Law Students and Stress

Citation:
Lara Dresser (2005) Promoting Psychological Health in Law Students, Legal Reference Services Quarterly, 24:1-2, 41-72, DOI: 10.1300/J113v24n01_02

Since I am currently working on an article that discusses law school culture, albeit one that focuses on acculturation issues faced by foreign law students, I thought this would be as good an article as any to start this project with.

This article discusses several aspects of U.S. legal education that lead to depression among law students. Why should the legal academy care about this? According to the author, because “there is strong evidence that depression affects the ability to learn and retain information,” and because “studies have shown that law students are abnormally susceptible to a variety of … psychological problems,” it is incumbent on legal educators to examine the role that the law school environment plays in creating this phenomenon.

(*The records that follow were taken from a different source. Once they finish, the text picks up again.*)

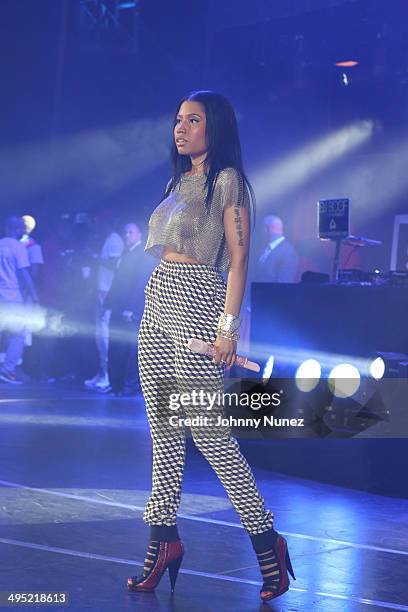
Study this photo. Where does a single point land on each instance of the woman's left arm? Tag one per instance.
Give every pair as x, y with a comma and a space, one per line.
237, 235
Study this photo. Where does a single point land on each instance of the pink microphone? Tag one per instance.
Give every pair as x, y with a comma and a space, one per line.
203, 348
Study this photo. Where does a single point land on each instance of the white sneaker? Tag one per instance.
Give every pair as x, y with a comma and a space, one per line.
91, 382
103, 384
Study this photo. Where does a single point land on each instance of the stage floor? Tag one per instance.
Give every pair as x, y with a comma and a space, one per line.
75, 475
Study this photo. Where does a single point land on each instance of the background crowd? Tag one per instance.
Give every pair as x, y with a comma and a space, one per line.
70, 307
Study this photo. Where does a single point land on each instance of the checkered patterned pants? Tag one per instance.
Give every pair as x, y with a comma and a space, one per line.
184, 301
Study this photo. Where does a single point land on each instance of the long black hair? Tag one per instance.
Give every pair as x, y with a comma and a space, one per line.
223, 144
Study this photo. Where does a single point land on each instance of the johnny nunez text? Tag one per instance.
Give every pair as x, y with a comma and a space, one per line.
207, 421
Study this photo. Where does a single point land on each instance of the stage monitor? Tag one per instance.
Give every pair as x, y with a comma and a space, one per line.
333, 218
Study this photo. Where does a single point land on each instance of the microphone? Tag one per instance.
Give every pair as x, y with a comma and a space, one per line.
204, 348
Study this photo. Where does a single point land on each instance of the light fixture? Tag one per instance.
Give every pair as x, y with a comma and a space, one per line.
308, 375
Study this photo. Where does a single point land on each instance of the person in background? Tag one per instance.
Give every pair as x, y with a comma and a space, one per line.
108, 259
14, 272
279, 260
125, 300
34, 251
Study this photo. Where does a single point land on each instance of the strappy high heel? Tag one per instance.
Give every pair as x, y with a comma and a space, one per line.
274, 562
159, 557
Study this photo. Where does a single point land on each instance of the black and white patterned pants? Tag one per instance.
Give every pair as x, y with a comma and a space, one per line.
183, 301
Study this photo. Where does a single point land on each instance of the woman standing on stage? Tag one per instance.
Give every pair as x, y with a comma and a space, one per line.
200, 229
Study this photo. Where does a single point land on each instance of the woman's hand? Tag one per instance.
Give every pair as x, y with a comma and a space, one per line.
226, 351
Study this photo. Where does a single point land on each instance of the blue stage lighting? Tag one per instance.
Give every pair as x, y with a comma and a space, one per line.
377, 368
344, 380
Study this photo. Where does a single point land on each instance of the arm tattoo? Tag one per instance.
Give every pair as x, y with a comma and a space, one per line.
238, 225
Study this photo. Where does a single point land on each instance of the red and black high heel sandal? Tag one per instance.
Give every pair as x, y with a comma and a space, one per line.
160, 556
274, 563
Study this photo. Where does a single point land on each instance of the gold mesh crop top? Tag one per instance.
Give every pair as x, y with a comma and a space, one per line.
181, 220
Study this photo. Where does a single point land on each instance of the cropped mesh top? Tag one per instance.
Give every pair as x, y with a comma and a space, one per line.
181, 220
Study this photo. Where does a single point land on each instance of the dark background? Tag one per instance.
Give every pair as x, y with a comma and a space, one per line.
88, 90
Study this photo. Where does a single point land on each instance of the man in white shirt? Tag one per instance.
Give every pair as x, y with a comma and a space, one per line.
14, 272
279, 261
111, 251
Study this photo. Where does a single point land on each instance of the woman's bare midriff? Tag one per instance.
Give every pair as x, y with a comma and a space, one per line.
169, 255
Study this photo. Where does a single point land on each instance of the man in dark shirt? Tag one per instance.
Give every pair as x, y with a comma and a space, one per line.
126, 300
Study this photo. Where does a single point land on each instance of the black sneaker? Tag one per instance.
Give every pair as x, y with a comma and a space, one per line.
9, 377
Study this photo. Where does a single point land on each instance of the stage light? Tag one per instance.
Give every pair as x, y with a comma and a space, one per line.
29, 223
344, 380
275, 179
347, 64
267, 373
308, 375
377, 368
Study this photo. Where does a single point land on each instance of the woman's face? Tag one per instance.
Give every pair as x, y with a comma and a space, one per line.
189, 131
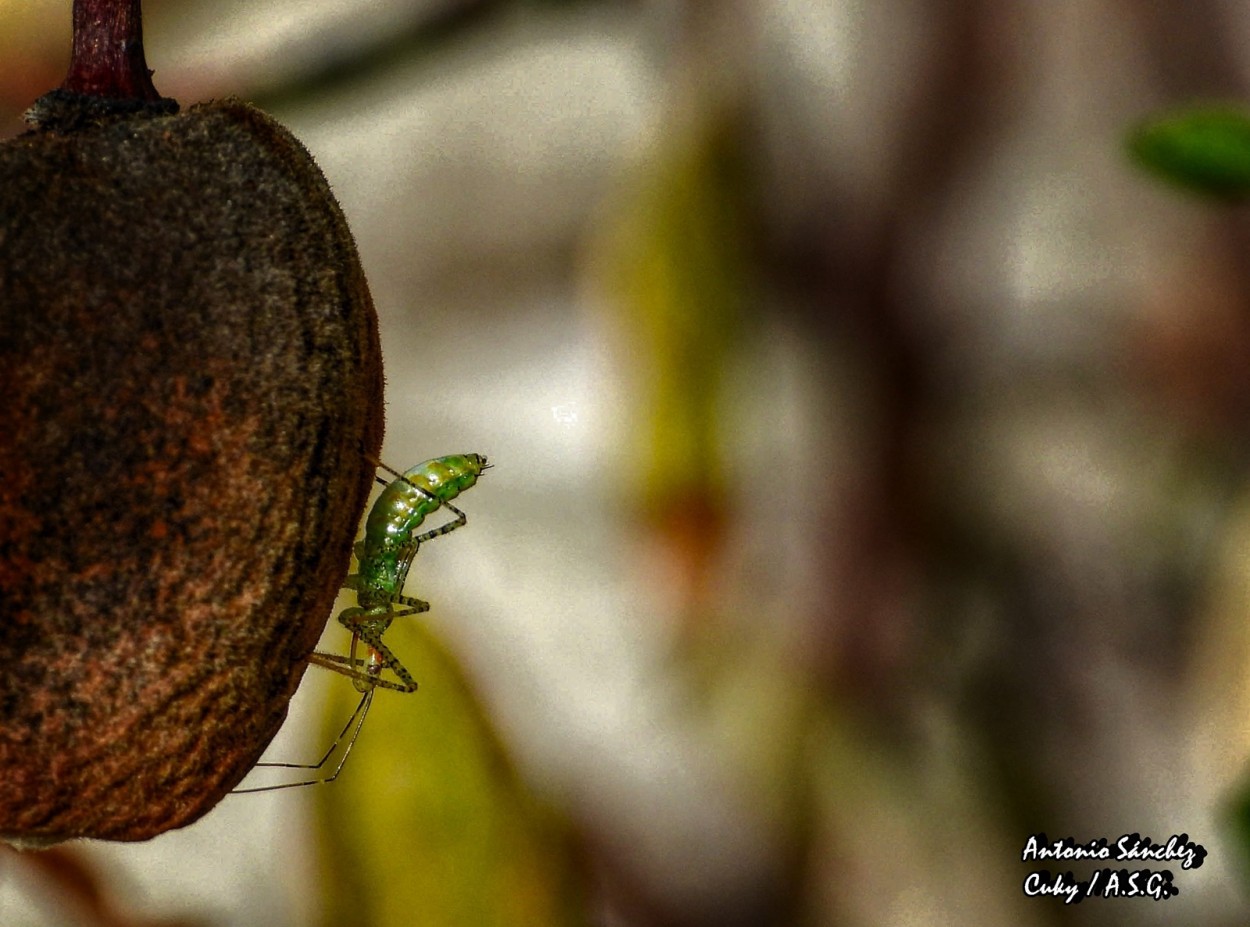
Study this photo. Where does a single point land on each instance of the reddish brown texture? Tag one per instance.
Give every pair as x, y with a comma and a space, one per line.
108, 58
191, 389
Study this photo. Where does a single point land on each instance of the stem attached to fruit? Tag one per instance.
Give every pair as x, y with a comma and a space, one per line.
108, 58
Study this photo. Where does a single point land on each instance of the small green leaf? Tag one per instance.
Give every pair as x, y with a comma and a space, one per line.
1205, 149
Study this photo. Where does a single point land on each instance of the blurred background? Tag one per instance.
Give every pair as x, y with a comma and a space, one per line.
871, 464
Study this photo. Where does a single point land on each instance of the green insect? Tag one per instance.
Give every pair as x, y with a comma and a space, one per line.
384, 555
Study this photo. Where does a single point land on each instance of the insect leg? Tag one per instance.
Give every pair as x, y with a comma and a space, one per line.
384, 657
354, 723
458, 522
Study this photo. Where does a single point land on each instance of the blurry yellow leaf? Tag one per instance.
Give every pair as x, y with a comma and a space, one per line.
429, 822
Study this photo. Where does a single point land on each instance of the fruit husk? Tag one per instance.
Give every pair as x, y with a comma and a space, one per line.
190, 395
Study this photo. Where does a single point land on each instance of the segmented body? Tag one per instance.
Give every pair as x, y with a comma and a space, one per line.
385, 555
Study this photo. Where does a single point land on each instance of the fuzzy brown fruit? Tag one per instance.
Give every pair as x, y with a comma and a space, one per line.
190, 392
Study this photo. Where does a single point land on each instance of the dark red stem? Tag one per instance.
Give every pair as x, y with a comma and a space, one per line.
108, 56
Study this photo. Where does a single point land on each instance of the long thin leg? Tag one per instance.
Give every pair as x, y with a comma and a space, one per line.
459, 522
341, 665
355, 722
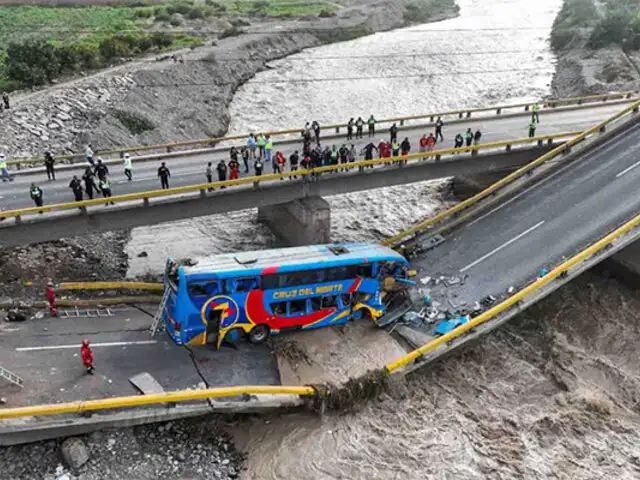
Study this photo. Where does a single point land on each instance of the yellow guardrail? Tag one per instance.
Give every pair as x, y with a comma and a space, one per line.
461, 113
109, 286
509, 178
514, 299
204, 187
189, 395
153, 398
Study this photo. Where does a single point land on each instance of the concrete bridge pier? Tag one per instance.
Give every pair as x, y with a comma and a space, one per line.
305, 221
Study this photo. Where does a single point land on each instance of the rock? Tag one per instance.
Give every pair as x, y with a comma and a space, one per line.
74, 452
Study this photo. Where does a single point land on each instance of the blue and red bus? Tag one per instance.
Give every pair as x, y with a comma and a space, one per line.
261, 293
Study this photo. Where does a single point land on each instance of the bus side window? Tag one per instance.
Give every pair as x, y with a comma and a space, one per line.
346, 299
279, 308
297, 307
330, 301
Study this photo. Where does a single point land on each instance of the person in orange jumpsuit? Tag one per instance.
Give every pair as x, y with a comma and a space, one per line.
87, 356
51, 298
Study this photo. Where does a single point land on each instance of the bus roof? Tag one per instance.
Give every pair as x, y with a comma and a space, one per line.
276, 260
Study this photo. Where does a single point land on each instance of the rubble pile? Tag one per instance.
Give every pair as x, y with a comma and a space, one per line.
60, 119
195, 449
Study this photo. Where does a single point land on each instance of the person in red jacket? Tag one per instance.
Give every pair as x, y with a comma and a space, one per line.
51, 298
87, 356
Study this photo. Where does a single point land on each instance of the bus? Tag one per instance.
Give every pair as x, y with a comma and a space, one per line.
261, 293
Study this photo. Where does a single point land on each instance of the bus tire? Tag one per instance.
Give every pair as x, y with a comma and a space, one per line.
259, 334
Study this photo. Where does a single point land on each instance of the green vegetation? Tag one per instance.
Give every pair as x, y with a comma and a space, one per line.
133, 122
41, 43
580, 21
620, 25
423, 11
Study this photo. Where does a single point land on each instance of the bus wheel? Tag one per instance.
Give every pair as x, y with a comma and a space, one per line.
259, 334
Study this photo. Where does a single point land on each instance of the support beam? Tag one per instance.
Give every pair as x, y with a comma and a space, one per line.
301, 222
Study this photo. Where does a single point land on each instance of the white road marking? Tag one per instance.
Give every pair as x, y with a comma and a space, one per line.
628, 169
504, 245
77, 345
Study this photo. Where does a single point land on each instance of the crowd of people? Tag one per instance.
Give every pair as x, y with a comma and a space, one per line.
258, 151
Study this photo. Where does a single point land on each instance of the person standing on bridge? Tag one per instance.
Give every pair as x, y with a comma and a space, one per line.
36, 195
431, 142
51, 299
316, 130
393, 133
372, 125
260, 142
268, 152
294, 159
4, 172
535, 109
458, 141
87, 357
532, 128
359, 126
89, 155
234, 170
251, 145
105, 187
164, 174
476, 137
128, 166
468, 137
76, 187
222, 171
89, 182
49, 162
244, 153
439, 125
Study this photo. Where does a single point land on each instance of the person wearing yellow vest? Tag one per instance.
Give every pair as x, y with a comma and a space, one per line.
128, 167
532, 128
260, 142
268, 149
536, 112
3, 169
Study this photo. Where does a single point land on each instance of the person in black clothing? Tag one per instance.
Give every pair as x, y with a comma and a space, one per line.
101, 170
258, 166
76, 187
316, 130
222, 171
89, 183
164, 174
439, 124
393, 131
244, 152
343, 153
368, 153
294, 158
48, 163
476, 137
36, 194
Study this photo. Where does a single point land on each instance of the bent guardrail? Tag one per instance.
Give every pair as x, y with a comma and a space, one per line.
304, 175
459, 114
308, 391
599, 128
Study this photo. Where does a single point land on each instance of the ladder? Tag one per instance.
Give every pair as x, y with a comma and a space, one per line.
13, 378
158, 316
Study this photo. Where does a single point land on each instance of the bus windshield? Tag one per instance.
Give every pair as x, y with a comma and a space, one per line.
262, 293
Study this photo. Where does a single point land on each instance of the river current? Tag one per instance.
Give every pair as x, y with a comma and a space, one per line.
551, 395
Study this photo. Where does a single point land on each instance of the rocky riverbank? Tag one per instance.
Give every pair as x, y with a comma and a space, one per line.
585, 67
158, 100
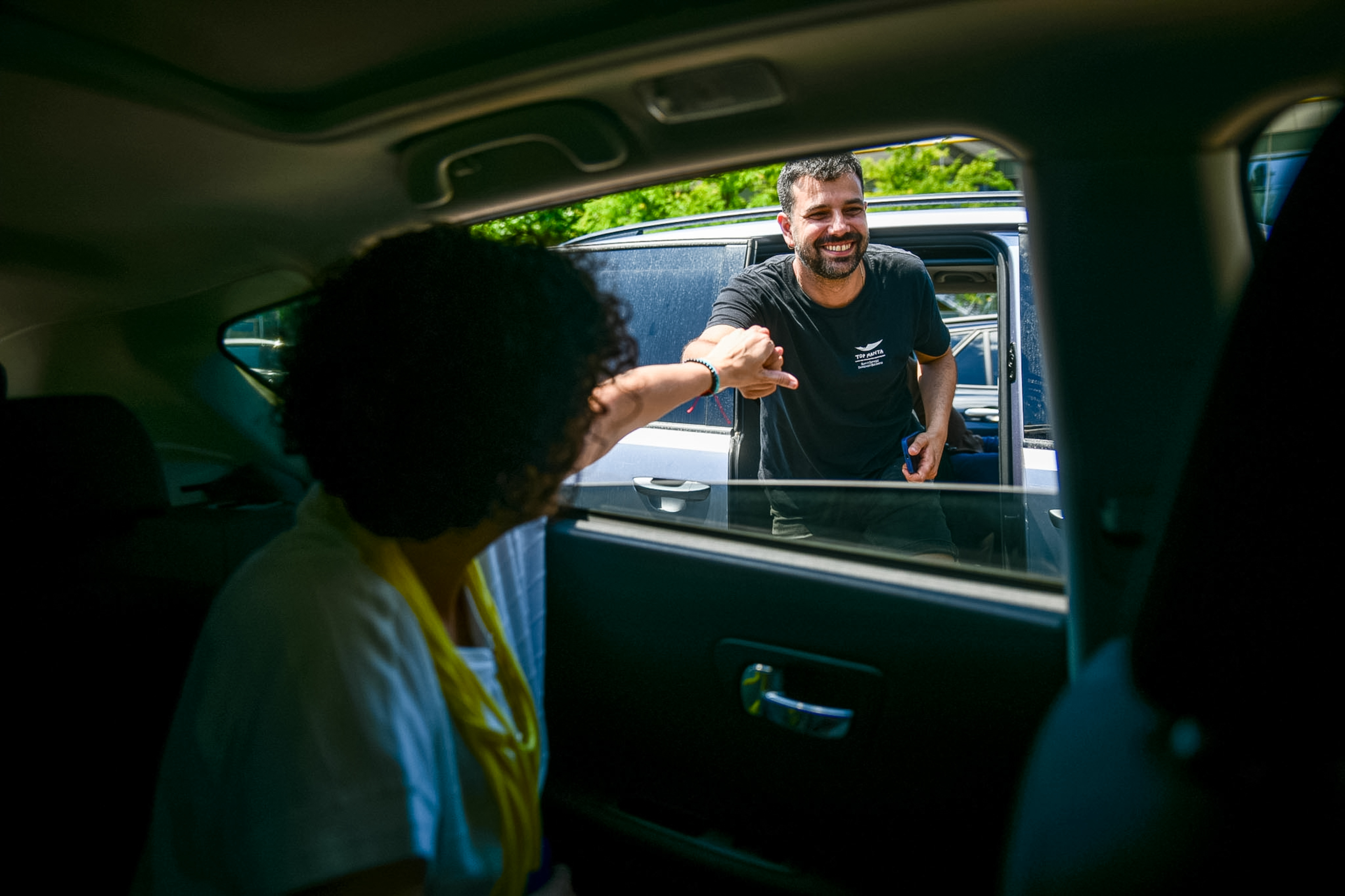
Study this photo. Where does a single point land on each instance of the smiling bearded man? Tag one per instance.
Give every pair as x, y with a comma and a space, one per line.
848, 317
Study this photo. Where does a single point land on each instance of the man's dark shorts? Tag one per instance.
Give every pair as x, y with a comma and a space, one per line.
906, 520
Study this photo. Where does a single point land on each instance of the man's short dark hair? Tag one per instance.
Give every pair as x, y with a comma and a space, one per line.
442, 380
820, 167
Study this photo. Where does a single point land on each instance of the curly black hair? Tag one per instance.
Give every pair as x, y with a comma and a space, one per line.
440, 380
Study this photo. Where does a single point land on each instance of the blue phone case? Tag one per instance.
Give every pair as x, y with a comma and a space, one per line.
906, 455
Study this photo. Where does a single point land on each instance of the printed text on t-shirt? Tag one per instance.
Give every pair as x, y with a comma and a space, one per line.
869, 356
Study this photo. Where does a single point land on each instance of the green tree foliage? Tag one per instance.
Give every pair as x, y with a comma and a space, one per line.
904, 170
746, 189
919, 170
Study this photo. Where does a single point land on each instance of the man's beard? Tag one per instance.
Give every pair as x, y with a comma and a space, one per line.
818, 263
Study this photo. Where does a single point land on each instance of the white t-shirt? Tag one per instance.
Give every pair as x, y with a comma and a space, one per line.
313, 741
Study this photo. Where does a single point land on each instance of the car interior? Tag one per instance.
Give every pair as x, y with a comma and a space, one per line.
1157, 718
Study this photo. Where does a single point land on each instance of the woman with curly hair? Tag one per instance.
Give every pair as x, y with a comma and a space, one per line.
364, 711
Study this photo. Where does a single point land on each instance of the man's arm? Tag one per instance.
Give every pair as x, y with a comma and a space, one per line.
705, 344
938, 383
743, 358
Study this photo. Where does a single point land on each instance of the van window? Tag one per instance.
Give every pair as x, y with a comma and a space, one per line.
668, 290
1280, 151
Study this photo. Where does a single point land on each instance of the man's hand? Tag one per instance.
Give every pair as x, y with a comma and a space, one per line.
938, 383
750, 363
928, 448
707, 345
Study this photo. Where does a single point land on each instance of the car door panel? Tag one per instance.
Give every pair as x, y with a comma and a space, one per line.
647, 628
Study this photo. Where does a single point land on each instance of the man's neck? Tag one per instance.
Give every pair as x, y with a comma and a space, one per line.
829, 294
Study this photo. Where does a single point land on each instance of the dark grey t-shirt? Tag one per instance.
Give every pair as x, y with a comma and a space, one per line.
852, 409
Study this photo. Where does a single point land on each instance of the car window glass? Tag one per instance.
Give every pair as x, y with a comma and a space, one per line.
976, 361
1280, 151
255, 341
701, 465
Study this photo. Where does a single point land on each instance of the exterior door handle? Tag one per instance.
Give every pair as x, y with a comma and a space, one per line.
670, 494
762, 689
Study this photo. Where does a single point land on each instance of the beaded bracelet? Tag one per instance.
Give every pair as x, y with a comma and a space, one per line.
715, 375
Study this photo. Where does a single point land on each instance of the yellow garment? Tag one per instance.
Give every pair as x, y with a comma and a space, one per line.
510, 757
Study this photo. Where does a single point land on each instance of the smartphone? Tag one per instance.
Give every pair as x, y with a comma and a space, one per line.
906, 446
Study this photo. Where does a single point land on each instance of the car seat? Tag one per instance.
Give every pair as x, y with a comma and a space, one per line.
1204, 752
97, 654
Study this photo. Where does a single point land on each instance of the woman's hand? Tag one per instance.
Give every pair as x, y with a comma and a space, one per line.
750, 363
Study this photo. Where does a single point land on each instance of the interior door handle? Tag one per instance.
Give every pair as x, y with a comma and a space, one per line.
762, 689
672, 494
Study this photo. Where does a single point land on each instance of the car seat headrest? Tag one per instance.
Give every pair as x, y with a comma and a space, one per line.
77, 459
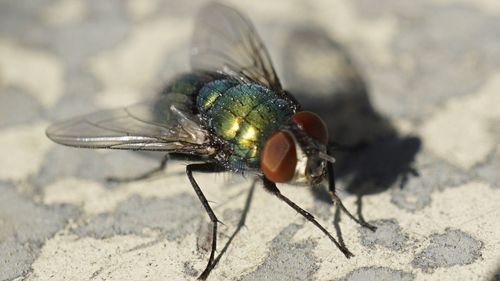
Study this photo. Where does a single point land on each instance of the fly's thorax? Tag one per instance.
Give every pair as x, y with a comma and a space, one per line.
296, 153
243, 116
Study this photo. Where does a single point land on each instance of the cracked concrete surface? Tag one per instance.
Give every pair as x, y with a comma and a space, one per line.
414, 85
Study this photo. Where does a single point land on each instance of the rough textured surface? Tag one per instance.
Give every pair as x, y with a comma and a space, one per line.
412, 85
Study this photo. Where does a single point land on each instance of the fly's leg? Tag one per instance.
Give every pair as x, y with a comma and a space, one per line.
338, 202
271, 187
206, 168
240, 225
146, 175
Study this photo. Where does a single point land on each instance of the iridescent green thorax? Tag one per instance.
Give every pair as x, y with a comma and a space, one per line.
243, 115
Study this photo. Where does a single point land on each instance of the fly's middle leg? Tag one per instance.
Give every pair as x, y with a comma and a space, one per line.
206, 168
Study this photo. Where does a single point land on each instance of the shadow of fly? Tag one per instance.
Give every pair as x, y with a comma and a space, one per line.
230, 113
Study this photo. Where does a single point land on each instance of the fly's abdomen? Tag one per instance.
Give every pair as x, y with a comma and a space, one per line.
242, 114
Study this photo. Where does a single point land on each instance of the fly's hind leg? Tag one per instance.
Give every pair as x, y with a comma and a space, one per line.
143, 176
206, 168
338, 202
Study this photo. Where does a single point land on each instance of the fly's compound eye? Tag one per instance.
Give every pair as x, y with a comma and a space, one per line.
313, 125
279, 158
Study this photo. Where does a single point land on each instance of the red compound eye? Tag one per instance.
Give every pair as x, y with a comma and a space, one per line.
312, 125
279, 158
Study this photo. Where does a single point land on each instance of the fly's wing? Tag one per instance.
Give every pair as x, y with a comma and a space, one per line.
164, 124
225, 41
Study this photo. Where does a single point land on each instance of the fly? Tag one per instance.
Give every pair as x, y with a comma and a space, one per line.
230, 114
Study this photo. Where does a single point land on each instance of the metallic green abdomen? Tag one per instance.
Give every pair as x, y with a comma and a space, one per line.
242, 114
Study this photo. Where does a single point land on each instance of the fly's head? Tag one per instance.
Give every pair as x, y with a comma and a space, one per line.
297, 152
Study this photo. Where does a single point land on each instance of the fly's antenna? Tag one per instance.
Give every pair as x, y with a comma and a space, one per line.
326, 157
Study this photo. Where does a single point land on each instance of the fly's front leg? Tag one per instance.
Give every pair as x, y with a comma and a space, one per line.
338, 202
271, 187
146, 175
206, 168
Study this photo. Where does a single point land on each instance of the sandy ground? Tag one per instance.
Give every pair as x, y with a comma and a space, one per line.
417, 84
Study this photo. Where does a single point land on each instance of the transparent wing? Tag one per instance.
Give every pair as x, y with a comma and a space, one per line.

The author lists the usual law student stress-inducers: the Socratic Method, the voluminous reading, the lack of ongoing feedback, competition, class rankings, admission methods, debt load, and job market worries. Helpfully, she doesn’t stop with naming the causes of stress. Due to that stress, she argues, law students have a tendency to “worry more than work, which interferes with the ability to receive information and store that information in working memory.”

No wonder I always had so much trouble remembering all those hearsay exceptions!

She also attributes to the law school experience the phenomenon, especially in women, of changing from a “care-oriented” moral reasoning framework (characterized by interdependence, responsiveness to needs, and maintaining relationship) to a framework that is more “rights-oriented,” which focuses more on justice, equality, rationality, and hierarchy. I am not sure if this is true in my own case: I personally tend to be much more care-oriented; however, perhaps it is also meaningful in this context that I became a law librarian rather than a practicing attorney.

In the end, the author proposes some remedies that can be undertaken by law school faculty and administrators, among them creating student mentoring relationships, changing the exam format to include both essay and objective questions, and adapting teaching methods to accommodate various learning styles. In principle I don’t disagree with any of these proposed solutions to this problem, although I wonder if there is room in legal pedagogy for an extensive commitment to these ideas. That said, I am definitely mindful of learning styles when I do individual research consults with students. This is likely an area that I will want explore further so that I can incorporate it better in my own practice.